Etinder ji, on behalf of community on SPN, please accept my best regards for taking time out of your busy schedule and making SPN Calender, a unique interfaith calender with events listed from all religions visible on it... 

However, members are requested to post all those events that may have been missed out due to lack of our knowledge. Please do contribute in making SPN a truly interfaith community.

Cheer
Lots of Love and Regards for everybody


----------



## Arvind (Jan 4, 2005)

Etinder ji chaa gaye. bhaaji tussi toap ho... SPN dee hope ho 

Currently, the link of 'get info' for an event in calender leads to a blank page titled 'Etinder'


----------



## etinder (Jan 4, 2005)

i dont have the details

so dont know what to put, so left it blank..

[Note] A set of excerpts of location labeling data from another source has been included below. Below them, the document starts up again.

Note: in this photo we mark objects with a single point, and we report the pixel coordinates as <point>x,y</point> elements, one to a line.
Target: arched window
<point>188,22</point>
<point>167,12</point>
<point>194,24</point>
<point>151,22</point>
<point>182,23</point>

what i was thinking may be as we keep writing about those gurupurabs we will keep adding with a valid link...what do u guys think?


----------



## Neutral Singh (Jan 4, 2005)

no prob, we will do it gradually... minor editing to visual links will be done as we notice, if any

Thanks again.


----------



## Eclectic (Jan 5, 2005)

YAY!!! I will try my best to add on to what other faiths may be celebrating.


----------